Scientist II Thermo Fisher Scientific Westminster, Maryland, United States
Introduction: Patient-derived 3D cancer models effectively mimic genomic and phenotypic characteristics of human tumors. Multiple studies have demonstrated that these models mirror the treatment response of the patients they originate from, highlighting their potential in drug development and, potentially, in screening therapies for personalized medicine. Here, we demonstrate the compatibility of tumoroids expanded in OncoPro ™ Tumoroid Culture Medium with compound screens using both OncoPro ™ and Human Plasma-Like Medium (HPLM). Interestingly, the potency of compounds across multiple drug classes varied depending on the chemical microenvironment (cell culture media) in which the assay was performed.
Materials and
Methods: Patient-derived tumoroids were cultured in OncoPro™ Tumroid Culture Medium before being dissociated and plated for drug screening assays. Colorectal cancer tumoroid lines from unique donors were seeded in either complete OncoPro™ medium or a screening medium in which HPLM was substituted for the OncoPro™ basal medium during formulation. Tumoroids were cultured in their respective medium in 96-well plates for three days prior to exposure to pharmacological compounds. The drug response assessment in these experiments utilized a plate reader-based assay to quantify ATP levels after 3 days of compound exposure, with subsequent calculation of IC50 values.

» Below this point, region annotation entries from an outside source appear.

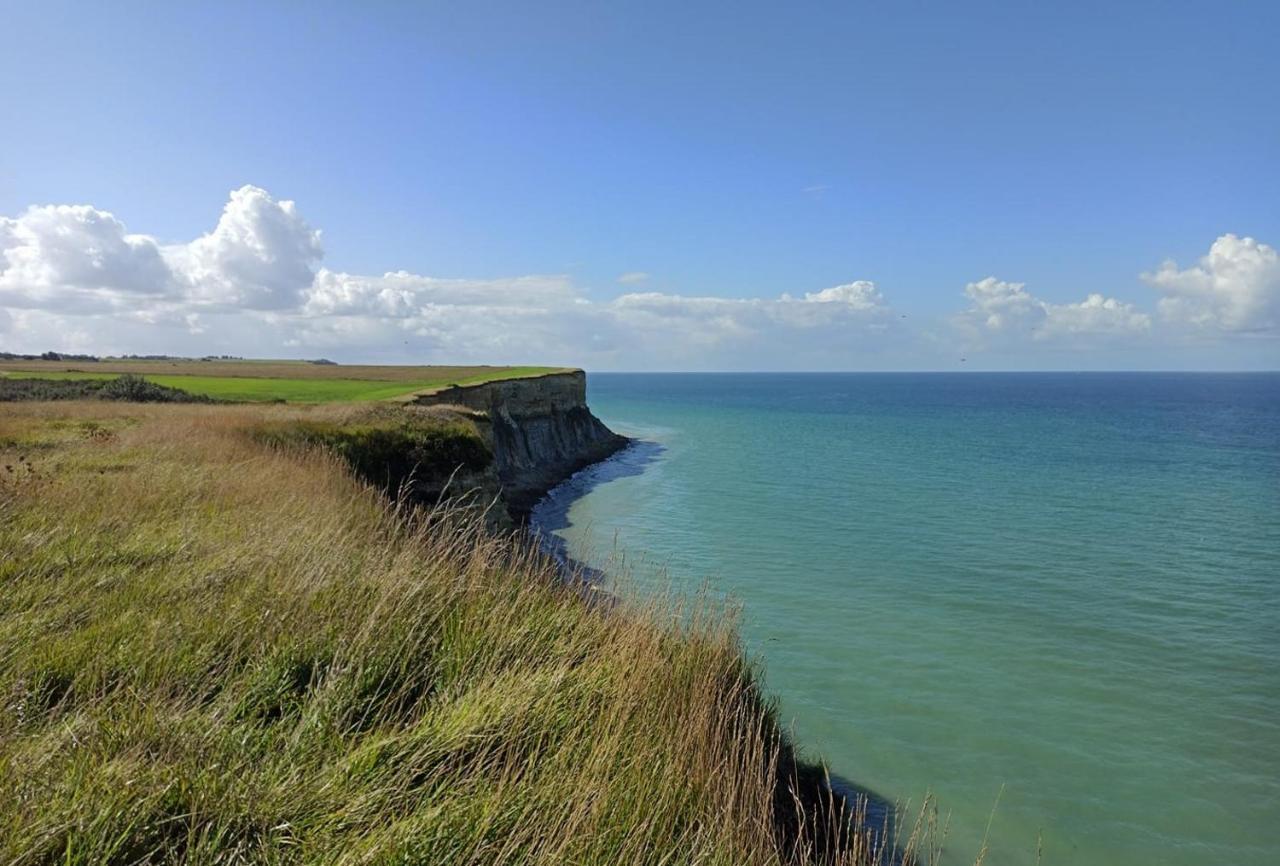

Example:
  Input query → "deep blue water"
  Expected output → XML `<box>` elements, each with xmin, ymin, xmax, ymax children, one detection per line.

<box><xmin>541</xmin><ymin>374</ymin><xmax>1280</xmax><ymax>866</ymax></box>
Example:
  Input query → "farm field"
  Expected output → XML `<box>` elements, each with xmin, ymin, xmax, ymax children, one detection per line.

<box><xmin>0</xmin><ymin>361</ymin><xmax>563</xmax><ymax>403</ymax></box>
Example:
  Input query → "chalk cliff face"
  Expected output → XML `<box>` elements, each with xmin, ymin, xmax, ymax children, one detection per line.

<box><xmin>417</xmin><ymin>370</ymin><xmax>627</xmax><ymax>522</ymax></box>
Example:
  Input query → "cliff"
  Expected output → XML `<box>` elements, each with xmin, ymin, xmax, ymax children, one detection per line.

<box><xmin>415</xmin><ymin>370</ymin><xmax>628</xmax><ymax>522</ymax></box>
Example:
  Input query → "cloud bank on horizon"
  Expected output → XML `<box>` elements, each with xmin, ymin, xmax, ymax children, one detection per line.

<box><xmin>0</xmin><ymin>185</ymin><xmax>1280</xmax><ymax>370</ymax></box>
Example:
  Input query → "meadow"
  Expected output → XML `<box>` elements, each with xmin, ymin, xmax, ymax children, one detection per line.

<box><xmin>0</xmin><ymin>402</ymin><xmax>952</xmax><ymax>866</ymax></box>
<box><xmin>0</xmin><ymin>359</ymin><xmax>562</xmax><ymax>403</ymax></box>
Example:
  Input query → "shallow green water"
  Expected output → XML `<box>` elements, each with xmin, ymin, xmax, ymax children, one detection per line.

<box><xmin>540</xmin><ymin>375</ymin><xmax>1280</xmax><ymax>866</ymax></box>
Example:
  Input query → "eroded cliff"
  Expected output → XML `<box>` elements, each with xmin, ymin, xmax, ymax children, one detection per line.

<box><xmin>415</xmin><ymin>370</ymin><xmax>628</xmax><ymax>522</ymax></box>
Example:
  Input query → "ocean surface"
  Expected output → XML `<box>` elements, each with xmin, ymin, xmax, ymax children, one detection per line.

<box><xmin>535</xmin><ymin>374</ymin><xmax>1280</xmax><ymax>866</ymax></box>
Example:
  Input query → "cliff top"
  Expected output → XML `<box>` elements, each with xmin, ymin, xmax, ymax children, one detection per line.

<box><xmin>0</xmin><ymin>358</ymin><xmax>572</xmax><ymax>403</ymax></box>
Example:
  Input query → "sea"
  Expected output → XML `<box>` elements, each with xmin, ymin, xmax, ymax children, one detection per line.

<box><xmin>534</xmin><ymin>374</ymin><xmax>1280</xmax><ymax>866</ymax></box>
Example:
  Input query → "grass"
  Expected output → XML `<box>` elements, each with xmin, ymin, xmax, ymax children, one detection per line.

<box><xmin>0</xmin><ymin>361</ymin><xmax>559</xmax><ymax>403</ymax></box>
<box><xmin>0</xmin><ymin>403</ymin><xmax>962</xmax><ymax>866</ymax></box>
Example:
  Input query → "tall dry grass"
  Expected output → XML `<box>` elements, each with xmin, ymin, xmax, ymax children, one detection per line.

<box><xmin>0</xmin><ymin>404</ymin><xmax>957</xmax><ymax>866</ymax></box>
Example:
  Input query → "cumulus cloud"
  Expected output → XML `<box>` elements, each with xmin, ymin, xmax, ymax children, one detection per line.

<box><xmin>1142</xmin><ymin>234</ymin><xmax>1280</xmax><ymax>331</ymax></box>
<box><xmin>0</xmin><ymin>185</ymin><xmax>1264</xmax><ymax>368</ymax></box>
<box><xmin>165</xmin><ymin>187</ymin><xmax>324</xmax><ymax>310</ymax></box>
<box><xmin>0</xmin><ymin>185</ymin><xmax>887</xmax><ymax>365</ymax></box>
<box><xmin>0</xmin><ymin>205</ymin><xmax>175</xmax><ymax>310</ymax></box>
<box><xmin>961</xmin><ymin>276</ymin><xmax>1151</xmax><ymax>340</ymax></box>
<box><xmin>0</xmin><ymin>185</ymin><xmax>323</xmax><ymax>313</ymax></box>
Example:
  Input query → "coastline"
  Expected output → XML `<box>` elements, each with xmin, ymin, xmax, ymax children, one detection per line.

<box><xmin>525</xmin><ymin>436</ymin><xmax>901</xmax><ymax>849</ymax></box>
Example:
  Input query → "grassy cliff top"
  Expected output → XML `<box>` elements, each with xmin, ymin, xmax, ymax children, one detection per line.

<box><xmin>0</xmin><ymin>359</ymin><xmax>571</xmax><ymax>403</ymax></box>
<box><xmin>0</xmin><ymin>402</ymin><xmax>890</xmax><ymax>866</ymax></box>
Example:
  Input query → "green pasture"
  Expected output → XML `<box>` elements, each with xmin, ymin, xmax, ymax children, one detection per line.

<box><xmin>0</xmin><ymin>367</ymin><xmax>556</xmax><ymax>403</ymax></box>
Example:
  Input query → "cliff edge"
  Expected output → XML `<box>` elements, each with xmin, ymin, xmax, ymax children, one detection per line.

<box><xmin>413</xmin><ymin>370</ymin><xmax>630</xmax><ymax>523</ymax></box>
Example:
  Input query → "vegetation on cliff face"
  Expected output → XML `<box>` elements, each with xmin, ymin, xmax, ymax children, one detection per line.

<box><xmin>0</xmin><ymin>403</ymin><xmax>942</xmax><ymax>866</ymax></box>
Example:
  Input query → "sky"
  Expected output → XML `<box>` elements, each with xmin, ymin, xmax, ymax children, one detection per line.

<box><xmin>0</xmin><ymin>0</ymin><xmax>1280</xmax><ymax>370</ymax></box>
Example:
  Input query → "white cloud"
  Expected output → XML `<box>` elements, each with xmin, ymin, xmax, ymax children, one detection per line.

<box><xmin>961</xmin><ymin>276</ymin><xmax>1151</xmax><ymax>340</ymax></box>
<box><xmin>0</xmin><ymin>185</ymin><xmax>906</xmax><ymax>366</ymax></box>
<box><xmin>165</xmin><ymin>185</ymin><xmax>324</xmax><ymax>310</ymax></box>
<box><xmin>0</xmin><ymin>185</ymin><xmax>1264</xmax><ymax>368</ymax></box>
<box><xmin>1142</xmin><ymin>234</ymin><xmax>1280</xmax><ymax>331</ymax></box>
<box><xmin>0</xmin><ymin>185</ymin><xmax>323</xmax><ymax>313</ymax></box>
<box><xmin>0</xmin><ymin>205</ymin><xmax>175</xmax><ymax>310</ymax></box>
<box><xmin>804</xmin><ymin>280</ymin><xmax>884</xmax><ymax>310</ymax></box>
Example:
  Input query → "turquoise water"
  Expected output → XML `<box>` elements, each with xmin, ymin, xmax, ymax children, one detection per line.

<box><xmin>541</xmin><ymin>374</ymin><xmax>1280</xmax><ymax>866</ymax></box>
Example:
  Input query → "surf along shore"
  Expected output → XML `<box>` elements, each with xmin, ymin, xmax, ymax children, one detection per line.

<box><xmin>0</xmin><ymin>360</ymin><xmax>927</xmax><ymax>863</ymax></box>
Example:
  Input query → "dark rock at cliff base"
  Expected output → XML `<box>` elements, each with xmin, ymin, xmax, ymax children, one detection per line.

<box><xmin>416</xmin><ymin>370</ymin><xmax>628</xmax><ymax>522</ymax></box>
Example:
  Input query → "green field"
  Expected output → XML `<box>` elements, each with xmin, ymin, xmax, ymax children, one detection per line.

<box><xmin>0</xmin><ymin>365</ymin><xmax>558</xmax><ymax>403</ymax></box>
<box><xmin>0</xmin><ymin>400</ymin><xmax>885</xmax><ymax>866</ymax></box>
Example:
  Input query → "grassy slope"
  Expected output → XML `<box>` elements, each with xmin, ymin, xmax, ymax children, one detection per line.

<box><xmin>0</xmin><ymin>361</ymin><xmax>559</xmax><ymax>403</ymax></box>
<box><xmin>0</xmin><ymin>403</ymin><xmax>911</xmax><ymax>866</ymax></box>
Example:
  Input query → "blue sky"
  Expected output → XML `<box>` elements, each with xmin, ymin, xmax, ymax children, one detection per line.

<box><xmin>0</xmin><ymin>3</ymin><xmax>1280</xmax><ymax>370</ymax></box>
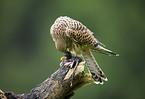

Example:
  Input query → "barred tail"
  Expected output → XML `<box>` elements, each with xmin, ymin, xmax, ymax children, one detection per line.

<box><xmin>82</xmin><ymin>50</ymin><xmax>108</xmax><ymax>84</ymax></box>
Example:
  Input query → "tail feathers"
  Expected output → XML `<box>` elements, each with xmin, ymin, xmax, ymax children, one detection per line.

<box><xmin>95</xmin><ymin>45</ymin><xmax>119</xmax><ymax>56</ymax></box>
<box><xmin>82</xmin><ymin>51</ymin><xmax>108</xmax><ymax>84</ymax></box>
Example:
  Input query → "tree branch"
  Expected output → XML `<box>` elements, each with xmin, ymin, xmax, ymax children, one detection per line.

<box><xmin>0</xmin><ymin>56</ymin><xmax>94</xmax><ymax>99</ymax></box>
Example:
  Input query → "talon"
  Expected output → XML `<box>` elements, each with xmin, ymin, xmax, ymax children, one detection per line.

<box><xmin>60</xmin><ymin>56</ymin><xmax>66</xmax><ymax>61</ymax></box>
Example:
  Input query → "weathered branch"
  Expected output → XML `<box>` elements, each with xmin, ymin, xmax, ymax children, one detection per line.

<box><xmin>3</xmin><ymin>56</ymin><xmax>94</xmax><ymax>99</ymax></box>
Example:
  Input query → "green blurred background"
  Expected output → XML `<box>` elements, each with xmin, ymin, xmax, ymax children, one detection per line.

<box><xmin>0</xmin><ymin>0</ymin><xmax>145</xmax><ymax>99</ymax></box>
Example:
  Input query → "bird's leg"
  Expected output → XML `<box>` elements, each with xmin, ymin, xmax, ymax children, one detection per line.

<box><xmin>70</xmin><ymin>57</ymin><xmax>82</xmax><ymax>86</ymax></box>
<box><xmin>65</xmin><ymin>51</ymin><xmax>82</xmax><ymax>86</ymax></box>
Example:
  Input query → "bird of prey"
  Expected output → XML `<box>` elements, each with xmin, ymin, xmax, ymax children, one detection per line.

<box><xmin>50</xmin><ymin>16</ymin><xmax>119</xmax><ymax>84</ymax></box>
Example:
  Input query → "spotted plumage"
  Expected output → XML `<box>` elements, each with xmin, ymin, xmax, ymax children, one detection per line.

<box><xmin>50</xmin><ymin>16</ymin><xmax>118</xmax><ymax>84</ymax></box>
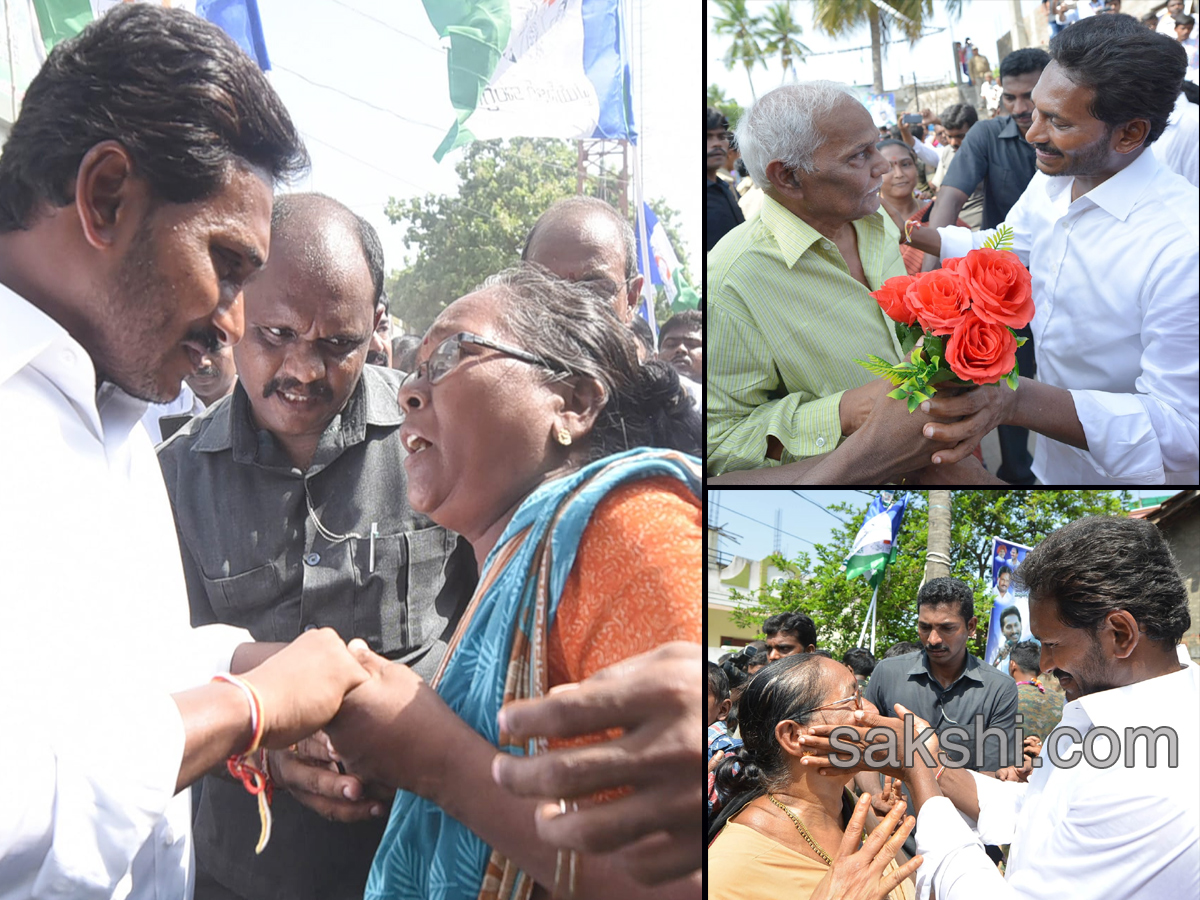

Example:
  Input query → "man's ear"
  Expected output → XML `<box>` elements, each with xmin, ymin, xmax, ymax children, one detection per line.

<box><xmin>74</xmin><ymin>140</ymin><xmax>150</xmax><ymax>250</ymax></box>
<box><xmin>767</xmin><ymin>160</ymin><xmax>804</xmax><ymax>200</ymax></box>
<box><xmin>551</xmin><ymin>376</ymin><xmax>608</xmax><ymax>442</ymax></box>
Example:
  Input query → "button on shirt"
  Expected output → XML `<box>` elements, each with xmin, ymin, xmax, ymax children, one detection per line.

<box><xmin>158</xmin><ymin>366</ymin><xmax>475</xmax><ymax>900</ymax></box>
<box><xmin>0</xmin><ymin>286</ymin><xmax>250</xmax><ymax>900</ymax></box>
<box><xmin>942</xmin><ymin>115</ymin><xmax>1037</xmax><ymax>228</ymax></box>
<box><xmin>916</xmin><ymin>666</ymin><xmax>1200</xmax><ymax>900</ymax></box>
<box><xmin>704</xmin><ymin>197</ymin><xmax>905</xmax><ymax>475</ymax></box>
<box><xmin>938</xmin><ymin>151</ymin><xmax>1200</xmax><ymax>485</ymax></box>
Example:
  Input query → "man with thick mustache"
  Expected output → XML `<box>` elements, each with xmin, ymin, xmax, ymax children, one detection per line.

<box><xmin>913</xmin><ymin>16</ymin><xmax>1200</xmax><ymax>485</ymax></box>
<box><xmin>802</xmin><ymin>513</ymin><xmax>1200</xmax><ymax>900</ymax></box>
<box><xmin>158</xmin><ymin>194</ymin><xmax>475</xmax><ymax>900</ymax></box>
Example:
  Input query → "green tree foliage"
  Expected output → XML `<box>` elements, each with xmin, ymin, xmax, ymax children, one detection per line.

<box><xmin>762</xmin><ymin>2</ymin><xmax>811</xmax><ymax>82</ymax></box>
<box><xmin>385</xmin><ymin>138</ymin><xmax>691</xmax><ymax>334</ymax></box>
<box><xmin>730</xmin><ymin>491</ymin><xmax>1129</xmax><ymax>659</ymax></box>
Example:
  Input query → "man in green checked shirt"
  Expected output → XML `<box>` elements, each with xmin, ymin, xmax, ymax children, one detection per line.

<box><xmin>706</xmin><ymin>82</ymin><xmax>986</xmax><ymax>484</ymax></box>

Results, Conclusions, and Discussions: Variations in the efficacy of compounds were observed depending on the basal medium used in the screening assay. Across multiple tumoroid lines, the microtubule destabilizer rigosertib had higher efficacy when screens were performed in medium formulated with the OncoPro™ basal compared to HPLM, while IC50 values were comparably lower when HPLM-based medium was used during testing of the antimetabolite azaserine. Dose response curves for clofarabine were comparable in each system. Literature suggests that these differences are due to the presence or absence of components in one basal medium versus the other. For example, uric acid present at physiologically-relevant levels in HPLM may interfere with microtubule destabilization caused by rigosertib in classical basal media (Rawat et al., 2023).
In conclusion, our findings emphasize the importance of selecting the most suitable basal medium, which can vary based on research aims and should be carefully considered during experimental design. This critical choice helps ensure robust and relevant outcomes, ultimately helping to advance our understanding of the translation between the response of patient-derived tumoroids and clinical relevance in the context of compound sensitivity screening.
Acknowledgements (Optional):
References: Rawat V, DeLear P, Prashanth P, Ozgurses ME, Tebeje A, Burns PA, Conger KO, Solís C, Hasnain Y, Novikova A, Endress JE, González-Sánchez P, Dong W, Stephanopoulos G, DeNicola GM, Harris IS, Sept D, Mason FM, Coloff JL. Drug screening in human physiologic medium identifies uric acid as an inhibitor of rigosertib efficacy. bioRxiv [Preprint]. 2023 Jul 28:2023.07.26.550731. doi: 10.1101/2023.07.26.550731. PMID: 37546939; PMCID: PMC10402161.